Social Services is a line of work that involves providing assistance, counseling, and guidance to people in various aspects of their lives. Professionals working in this area can specialize in helping people overcome social issues (e.g. discrimination based on race, gender, religion, or sexual orientation), poverty, health problems, substance abuse, or family mistreatment.
Most individuals working in any form of Social Service are employed by community centers, religious organizations, social welfare organizations, and charity foundations. Most of these organizations rely heavily on volunteer work, but job opportunities are available for people interested in pursuing a career based on helping others.
Depending on the branch of Social Services, employees may work with children and adolescents involved in illicit activities, currently in correctional centers, or going through foster care or adoption processes. Other Social Services employees work with adults as counselors providing assistance in many aspects of their lives.
Social Services professionals are usually responsible for the following:
- Interviewing and counseling individuals, groups of people, or families.
- Planning social gatherings, meetings, and other activities, inviting individuals to participate in such events.
- Providing legal, financial, medical, or housing assistance or counseling to individuals or groups of people.
- Helping individuals and groups develop skills (e.g. self-confidence, determination, and discipline) to overcome problems.
- Suggesting changes in lifestyle to improve their quality of life.
- Writing reports describing the progress and development of individuals or groups.
- Investigating cases of child or domestic abuse, as well as reporting said cases to the corresponding authorities.
- Monitoring and assisting children and adolescents during foster care and adoption processes.
All professionals working in the Social Services field usually share the same characteristics, which include, but are not limited to:
- Having outstanding interpersonal and communication skills.
- Possessing a strong sense of empathy and compassion.
- Displaying optimism, enthusiasm, a can-do attitude, and a strong ability to motivate others.
- Being detail-oriented and perceptive in order to identify signs, expressions, and other symptoms that could not be perceived at first or that the patient is not mentioning.
- Having high levels of creativity, initiative, flexibility, and responsiveness.
- Demonstrating strong organizational and administrative skills.
- Having analytical, problem-solving, and conflict resolution skills.
- Displaying intuition and decision-making skills.
- Possessing exceptional professionalism and strong work ethic.
Job opportunities in the field of Social Services are widely available for applicants with a strong sense of empathy and a desire to pursue a career helping others.
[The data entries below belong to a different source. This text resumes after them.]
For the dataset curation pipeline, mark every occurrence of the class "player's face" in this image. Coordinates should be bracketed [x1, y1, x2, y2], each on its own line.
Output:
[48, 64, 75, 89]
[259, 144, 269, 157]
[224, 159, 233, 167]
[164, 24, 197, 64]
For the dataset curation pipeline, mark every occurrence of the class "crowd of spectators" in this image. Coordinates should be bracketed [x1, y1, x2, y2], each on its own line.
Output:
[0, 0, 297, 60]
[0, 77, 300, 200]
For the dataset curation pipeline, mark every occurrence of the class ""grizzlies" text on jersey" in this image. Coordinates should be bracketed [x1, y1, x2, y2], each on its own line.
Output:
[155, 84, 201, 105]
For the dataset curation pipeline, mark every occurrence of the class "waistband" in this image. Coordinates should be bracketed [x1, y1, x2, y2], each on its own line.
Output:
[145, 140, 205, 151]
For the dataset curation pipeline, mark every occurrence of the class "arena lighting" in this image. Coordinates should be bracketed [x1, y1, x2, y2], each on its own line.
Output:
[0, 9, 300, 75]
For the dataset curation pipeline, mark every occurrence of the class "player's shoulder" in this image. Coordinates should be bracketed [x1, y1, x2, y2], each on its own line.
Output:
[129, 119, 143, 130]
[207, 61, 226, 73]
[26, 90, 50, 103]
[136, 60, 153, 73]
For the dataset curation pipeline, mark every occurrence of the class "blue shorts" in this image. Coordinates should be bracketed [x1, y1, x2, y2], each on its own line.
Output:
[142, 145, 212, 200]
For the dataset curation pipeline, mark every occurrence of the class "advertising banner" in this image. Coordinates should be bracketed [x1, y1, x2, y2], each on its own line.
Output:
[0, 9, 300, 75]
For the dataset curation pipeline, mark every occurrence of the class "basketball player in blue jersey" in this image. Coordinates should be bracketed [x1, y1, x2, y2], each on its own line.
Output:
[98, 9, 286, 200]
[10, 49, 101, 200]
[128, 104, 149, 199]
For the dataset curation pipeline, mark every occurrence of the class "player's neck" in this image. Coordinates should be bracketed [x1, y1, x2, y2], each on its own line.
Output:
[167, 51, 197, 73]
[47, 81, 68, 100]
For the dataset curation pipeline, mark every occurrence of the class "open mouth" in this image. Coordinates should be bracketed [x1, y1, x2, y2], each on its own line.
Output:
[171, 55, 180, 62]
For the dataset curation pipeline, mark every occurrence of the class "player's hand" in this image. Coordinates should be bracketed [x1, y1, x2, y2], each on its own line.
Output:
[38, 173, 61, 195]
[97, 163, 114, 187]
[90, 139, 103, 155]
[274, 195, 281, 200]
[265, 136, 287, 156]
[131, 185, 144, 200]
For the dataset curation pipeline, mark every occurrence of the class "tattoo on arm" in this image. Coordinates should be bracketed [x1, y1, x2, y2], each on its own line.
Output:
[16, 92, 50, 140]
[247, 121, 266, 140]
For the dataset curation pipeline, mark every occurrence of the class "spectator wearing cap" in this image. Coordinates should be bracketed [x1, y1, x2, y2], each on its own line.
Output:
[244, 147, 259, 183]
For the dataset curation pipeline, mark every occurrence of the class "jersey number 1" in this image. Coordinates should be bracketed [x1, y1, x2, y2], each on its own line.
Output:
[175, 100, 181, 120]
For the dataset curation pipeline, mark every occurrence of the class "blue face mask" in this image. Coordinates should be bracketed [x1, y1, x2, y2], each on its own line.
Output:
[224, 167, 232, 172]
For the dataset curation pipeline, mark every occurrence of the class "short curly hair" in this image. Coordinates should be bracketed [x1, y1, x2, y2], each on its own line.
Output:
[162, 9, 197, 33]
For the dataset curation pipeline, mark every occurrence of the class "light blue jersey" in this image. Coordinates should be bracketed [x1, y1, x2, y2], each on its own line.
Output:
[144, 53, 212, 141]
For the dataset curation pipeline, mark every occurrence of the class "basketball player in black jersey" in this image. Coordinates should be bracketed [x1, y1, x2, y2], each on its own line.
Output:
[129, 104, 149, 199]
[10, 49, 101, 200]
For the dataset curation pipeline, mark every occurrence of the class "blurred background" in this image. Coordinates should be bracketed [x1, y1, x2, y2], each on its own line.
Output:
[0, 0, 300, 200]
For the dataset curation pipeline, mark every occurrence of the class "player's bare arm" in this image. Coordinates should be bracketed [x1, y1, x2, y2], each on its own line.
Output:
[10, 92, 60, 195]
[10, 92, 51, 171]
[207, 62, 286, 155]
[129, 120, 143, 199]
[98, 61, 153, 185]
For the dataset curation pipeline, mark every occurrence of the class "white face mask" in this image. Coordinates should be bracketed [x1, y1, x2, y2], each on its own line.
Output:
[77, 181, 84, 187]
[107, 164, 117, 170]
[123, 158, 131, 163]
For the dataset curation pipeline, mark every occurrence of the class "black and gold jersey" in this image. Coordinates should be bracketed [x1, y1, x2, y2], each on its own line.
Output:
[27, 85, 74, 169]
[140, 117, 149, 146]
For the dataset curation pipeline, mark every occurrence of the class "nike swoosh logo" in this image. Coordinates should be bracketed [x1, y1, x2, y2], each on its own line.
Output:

The usual educational requirements to work in this field are possessing a bachelor or master’s degree or a college diploma in Psychology or Social Work.
However, the most important requirement is having a license, as it is an obligatory requirement in the country. It can be obtained in various institutions throughout the United States. Depending on the specialization (e.g. Social Worker, Youth Worker, or Occupational Therapist) aspirants wish to take on, the requirements to obtain the license vary between states. For other careers, such as Life Coaching, requirements are different as it is a non-regulated field.
Experience is also a key asset for candidates looking to boost their career in Social Services. Most employers usually require at least 2 years of experience in the field, which can be easily obtained by doing volunteer work with social organizations and foundations, as well as through internships and training offered by the educational programs.